- Nickname: Jimmy
- Born: April 17, 1839 Fauquier County, Virginia
- Died: July 3, 1863 (aged 24) Gettysburg, Pennsylvania
- Place of burial: Hollywood Cemetery, Richmond, Virginia
- Allegiance: Confederate States of America
- Branch: Confederate States Army
- Service years: 1861–1863
- Rank: Colonel
- Commands: 52nd North Carolina Pettigrew's Brigade (Temporary)
- Conflicts: American Civil War Battle of Goldsborough Bridge; New Bern Campaign; Washington Campaign; Gettysburg campaign Battle of Gettysburg †; ;
- Relations: John Marshall (grandfather) Edward Carrington Marshall (father)

= James K. Marshall =

Confederate Army officer in the American Civil War

James Keith Marshall (April 17, 1839 – July 3, 1863) was a Confederate Army officer during the American Civil War. Marshall commanded the wounded J. Johnston Pettigrew's brigade during Pickett's Charge at the Battle of Gettysburg and died during the assault.

==Early life==
Marshall was born in Fauquier County, Virginia, to Edward Carrington Marshall and Rebecca Courtenay Peyton Marshall. He was a grandson of Chief Justice of the United States John Marshall. He was related through blood or marriage to Thomas Jefferson, George E. Pickett, and Robert E. Lee. His great-grandfather had attended school with George Washington and was commander of the 3rd Virginia Infantry during the American Revolutionary War. He was also a first cousin of Col. Thomas A. Marshall and second cousin of General Lee's aide, Col. Charles Marshall.

Marshall studied at the Episcopal High School in Alexandria, Virginia, and graduated from the Virginia Military Institute in 1860. The Society of Cadets chose him as the final orator for graduation ceremonies. He also served as first lieutenant of a cadet company. When Virginia seceded from the Union, Marshall was teaching school in Edenton, North Carolina.

==Civil War==
Marshall accepted a commission as captain of Company M of the 1st North Carolina "Bethel Regiment" under Col. Daniel Harvey Hill in the spring of 1861. He did not take part in the Battle of Big Bethel. He received a promotion to colonel of the 52nd North Carolina on April 23, 1862 under the command of Brig. Gen J. Johnston Pettigrew, despite having no combat experience.
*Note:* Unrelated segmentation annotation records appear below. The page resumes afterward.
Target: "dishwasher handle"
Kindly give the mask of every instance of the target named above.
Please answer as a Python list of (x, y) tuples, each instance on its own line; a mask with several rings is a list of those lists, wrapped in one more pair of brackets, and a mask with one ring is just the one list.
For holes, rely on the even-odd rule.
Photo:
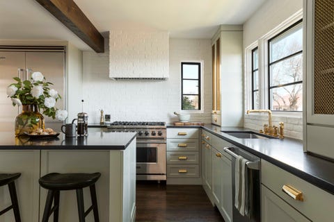
[[(237, 159), (238, 155), (233, 153), (232, 151), (230, 151), (229, 147), (224, 147), (224, 151), (234, 157), (234, 158)], [(254, 169), (254, 170), (260, 170), (260, 161), (247, 161), (246, 162), (246, 165), (247, 165), (247, 167), (250, 169)]]

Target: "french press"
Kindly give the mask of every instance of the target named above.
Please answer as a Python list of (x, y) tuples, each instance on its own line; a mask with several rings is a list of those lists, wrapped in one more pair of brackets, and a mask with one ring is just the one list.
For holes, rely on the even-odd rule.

Marshall was initially elected to the post of lieutenant colonel and Zebulon Vance was elected colonel, however, Vance declined the position so Marshall took the spot instead. Marshall defended Norfolk, Virginia from federal gunboats, then defended the Blackwater River. Pettigrew's Brigade joined the Army of Northern Virginia in late May 1863, for the Gettysburg campaign.

===Gettysburg===
Pettigrew's Brigade saw intense fighting during the Battle of Gettysburg. On July 1, 1863, Marshall's regiment initially encountered two companies from the 80th New York Infantry at the Harmon farm. After dispersing these men, a portion of the 52nd North Carolina fought part of the 8th New York Cavalry at Meal's Orchard. The 52nd crossed Willoughby Run and faced resistance from more cavalry units around Fairfield Road. After crossing Fairfield Road, Marshall's men slammed into the flank of the 121st Pennsylvania of Lt. Col. Alexander Biddle, routing them from the field and sending them running toward Seminary Ridge. Marshall's men next attacked the 80th New York of Col. Theodore Gates and forced them to retreat. Soon after this attack, Maj. Gen. Henry Heth was wounded and Pettigrew was elevated to divisional command. Due to the high casualty rate in Pettigrew's Brigade command structure, Marshall was given charge of it. The brigade suffered 1,100 casualties out of 2,584 engaged, however Marshall's 52nd North Carolina suffered only 26 casualties.

The brigade was not involved in any fighting on July 2, 1863. Marshall had the brigade's Moravian band perform to heighten their morale after the first day's carnage.

Leading the decimated brigade during Pickett's Charge, Marshall's men crossed the field around the Bliss Farm and Stevens' Run and then crossed the Emmitsburg Rd, coming under withering fire at the fence line. While crossing the Emmitsburg Road, Marshall turned to Capt. Stockton Heth (son of Maj. Gen. Henry Heth) and said "We do not know which of us will be next to fall." Just minutes later, as Marshall neared the stonewall on Cemetery Ridge he was struck in the forehead and killed instantly by two bullets while encouraging his men.

==Aftermath==
Marshall's family did not officially know of his death until several months later, when they received a letter from Marshall's cousin F. Lewis Marshall informing them that James K. Marshall died at Gettysburg. They had heard conflicting reports, and hoped that he was a prisoner of war.

Marshall's remains were buried on the field at Gettysburg. It is assumed, but not known for sure, that he was re-interred at Hollywood Cemetery in Richmond, Virginia.